After a certain age, Christmas becomes a season of regret: The loss of loved ones over the years, the loss of friends, the loss of youth. The loss of all those Mattel toys that would now fetch a fortune on eBay. The sad truth is that the best Christmas in middle age cannot match the least one of childhood. But the important thing is to pretend otherwise.
I go back and forth on this, but today I figure the holiday is bigger than I am. It’s not really my right to succumb to cynicism and say to hell with the lights and the tree and the travel and the shopping. I figure Christmas has lasted this long because guys like me see a little bit of ourselves in Ebenezer Scrooge, and each year take small steps to minimize the resemblance.

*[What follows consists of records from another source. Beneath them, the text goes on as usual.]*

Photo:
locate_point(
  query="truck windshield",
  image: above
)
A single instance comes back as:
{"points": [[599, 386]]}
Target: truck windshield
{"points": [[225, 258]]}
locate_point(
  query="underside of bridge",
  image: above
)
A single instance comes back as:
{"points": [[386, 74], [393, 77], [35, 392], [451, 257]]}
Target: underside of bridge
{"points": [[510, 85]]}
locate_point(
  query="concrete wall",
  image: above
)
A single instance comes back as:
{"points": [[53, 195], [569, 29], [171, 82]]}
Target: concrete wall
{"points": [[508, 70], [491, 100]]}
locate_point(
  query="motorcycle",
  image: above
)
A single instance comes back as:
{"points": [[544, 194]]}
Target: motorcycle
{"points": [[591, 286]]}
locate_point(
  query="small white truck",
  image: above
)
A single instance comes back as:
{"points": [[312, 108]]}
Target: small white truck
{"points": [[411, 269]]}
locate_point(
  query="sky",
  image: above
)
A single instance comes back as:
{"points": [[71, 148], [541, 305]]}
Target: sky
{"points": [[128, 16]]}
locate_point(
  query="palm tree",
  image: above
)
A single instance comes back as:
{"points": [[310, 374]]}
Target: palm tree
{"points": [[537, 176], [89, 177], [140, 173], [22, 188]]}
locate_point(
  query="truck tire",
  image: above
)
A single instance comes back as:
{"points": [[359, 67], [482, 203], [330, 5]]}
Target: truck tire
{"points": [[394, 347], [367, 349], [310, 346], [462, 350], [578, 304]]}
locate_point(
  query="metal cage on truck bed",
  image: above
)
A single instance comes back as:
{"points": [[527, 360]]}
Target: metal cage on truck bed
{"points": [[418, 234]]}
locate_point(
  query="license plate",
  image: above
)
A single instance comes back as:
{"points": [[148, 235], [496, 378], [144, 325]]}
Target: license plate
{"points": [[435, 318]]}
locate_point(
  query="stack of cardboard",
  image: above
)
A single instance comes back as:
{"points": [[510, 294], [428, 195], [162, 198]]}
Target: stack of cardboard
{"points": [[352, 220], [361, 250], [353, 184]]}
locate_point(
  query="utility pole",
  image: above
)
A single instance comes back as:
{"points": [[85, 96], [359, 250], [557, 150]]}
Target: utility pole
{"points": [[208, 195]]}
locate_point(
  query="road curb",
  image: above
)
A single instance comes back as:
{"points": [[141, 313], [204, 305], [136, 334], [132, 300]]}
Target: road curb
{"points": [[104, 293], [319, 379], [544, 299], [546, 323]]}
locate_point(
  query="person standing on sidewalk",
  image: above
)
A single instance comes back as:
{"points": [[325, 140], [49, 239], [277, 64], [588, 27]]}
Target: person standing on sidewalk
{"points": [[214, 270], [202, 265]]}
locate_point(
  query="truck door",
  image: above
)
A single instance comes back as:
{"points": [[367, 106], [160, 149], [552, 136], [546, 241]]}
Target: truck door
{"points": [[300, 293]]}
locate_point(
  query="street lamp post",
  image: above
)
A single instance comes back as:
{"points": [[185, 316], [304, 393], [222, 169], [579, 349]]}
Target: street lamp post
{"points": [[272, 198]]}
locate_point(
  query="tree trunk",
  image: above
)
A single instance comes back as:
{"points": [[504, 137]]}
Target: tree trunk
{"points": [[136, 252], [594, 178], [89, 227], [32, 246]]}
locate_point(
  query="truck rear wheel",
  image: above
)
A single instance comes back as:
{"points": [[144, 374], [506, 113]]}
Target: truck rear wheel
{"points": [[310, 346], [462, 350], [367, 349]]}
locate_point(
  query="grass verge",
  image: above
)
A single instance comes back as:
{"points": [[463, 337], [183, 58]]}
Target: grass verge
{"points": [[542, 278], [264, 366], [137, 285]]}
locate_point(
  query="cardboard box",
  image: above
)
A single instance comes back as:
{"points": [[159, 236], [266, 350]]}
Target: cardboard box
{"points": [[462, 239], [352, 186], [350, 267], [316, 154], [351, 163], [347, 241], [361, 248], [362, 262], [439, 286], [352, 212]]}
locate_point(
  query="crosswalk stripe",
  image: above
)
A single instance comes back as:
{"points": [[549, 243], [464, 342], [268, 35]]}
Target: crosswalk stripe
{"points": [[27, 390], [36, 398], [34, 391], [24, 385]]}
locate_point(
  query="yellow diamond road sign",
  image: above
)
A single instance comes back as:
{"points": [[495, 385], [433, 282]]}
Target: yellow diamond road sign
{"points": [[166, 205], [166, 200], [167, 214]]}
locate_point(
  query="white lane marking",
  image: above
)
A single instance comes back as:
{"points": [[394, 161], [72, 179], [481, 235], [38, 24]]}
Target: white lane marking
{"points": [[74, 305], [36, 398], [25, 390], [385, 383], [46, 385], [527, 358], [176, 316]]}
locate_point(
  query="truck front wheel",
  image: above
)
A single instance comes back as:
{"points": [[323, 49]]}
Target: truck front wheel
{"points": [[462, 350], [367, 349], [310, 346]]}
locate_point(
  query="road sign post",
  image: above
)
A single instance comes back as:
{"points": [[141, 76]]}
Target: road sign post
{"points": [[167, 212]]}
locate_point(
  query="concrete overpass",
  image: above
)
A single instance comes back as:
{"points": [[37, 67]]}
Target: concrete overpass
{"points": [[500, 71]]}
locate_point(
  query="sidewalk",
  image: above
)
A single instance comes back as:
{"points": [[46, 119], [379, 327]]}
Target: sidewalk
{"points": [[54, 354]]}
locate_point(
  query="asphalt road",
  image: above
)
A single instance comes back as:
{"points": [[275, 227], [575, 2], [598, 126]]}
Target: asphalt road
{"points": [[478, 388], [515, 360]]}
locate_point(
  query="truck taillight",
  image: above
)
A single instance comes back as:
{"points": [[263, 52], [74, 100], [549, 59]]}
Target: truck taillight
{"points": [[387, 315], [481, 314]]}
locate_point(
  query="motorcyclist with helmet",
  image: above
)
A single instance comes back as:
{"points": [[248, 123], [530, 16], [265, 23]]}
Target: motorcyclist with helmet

So this weekend I’ll again be up on the ladder, cursing lights that in 12 months have become a Gordian knot. I’ll be setting out luminaria, as is the custom in my neighborhood, and cursing the candles that won’t stay lit –also a custom. I’ll wander dazedly through a discount store, trying to intuit the tastes and sizes and color preferences of those I count close. I’ll resist the urge to curse the crowds.
Yes, it’s a tremendous hassle and you wonder if it’s worth it. An Old Navy sweater can’t perfectly express what someone means to you, but it’s better than a gift card, and a whole lot better than nothing. My holiday lighting may tend toward the austere, but when families drive by at night, the house won’t be dark. I am prone to introspection, but I guarantee I won’t be passing up any party invitations.
You lose a lot over the decades. You don’t want to lose your traditions. December’s a dark month, a cold season. Christmas is the crackling fire, and only a foolish man would foreswear the wood to keep it going.